Definition
A skill an AI model lacks when small but suddenly performs well once it crosses a certain size — in a way the smaller versions could not predict.
At a glance
- Defining trait: unpredictability. Performance stays near-random, then jumps sharply once the model is big enough.
- Common examples: multi-step arithmetic, step-by-step reasoning, and learning a task from a few prompt examples.
- More data, parameters, and compute are what tend to unlock these behaviors.

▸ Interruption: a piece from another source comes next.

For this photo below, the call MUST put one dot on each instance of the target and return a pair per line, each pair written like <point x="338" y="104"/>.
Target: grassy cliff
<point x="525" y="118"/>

- Some “emergence” may be a measurement illusion, not a real leap.
How it works
Train ever-larger versions of one model. On some tasks the small and medium ones do no better than chance, then the largest suddenly succeeds. A 2022 Google paper led by Jason Wei named this pattern emergence[1], with typical examples like arithmetic, following instructions, and few-shot learning[3].
The mirage debate
A 2023 Stanford study argued many jumps are an artifact of all-or-nothing scoring that penalizes smaller models[2]. Under smoother metrics, the leaps often became gradual and predictable[4]. So some shifts are real; others are just how progress is measured.
Why it matters
A newer, larger model may unlock skills its predecessor lacked. Since these gains are hard to forecast, test each model on your actual use case rather than assuming what it can or cannot do.
Bottom line
Emergent capabilities are real but unpredictable — test each model on your own tasks instead of guessing.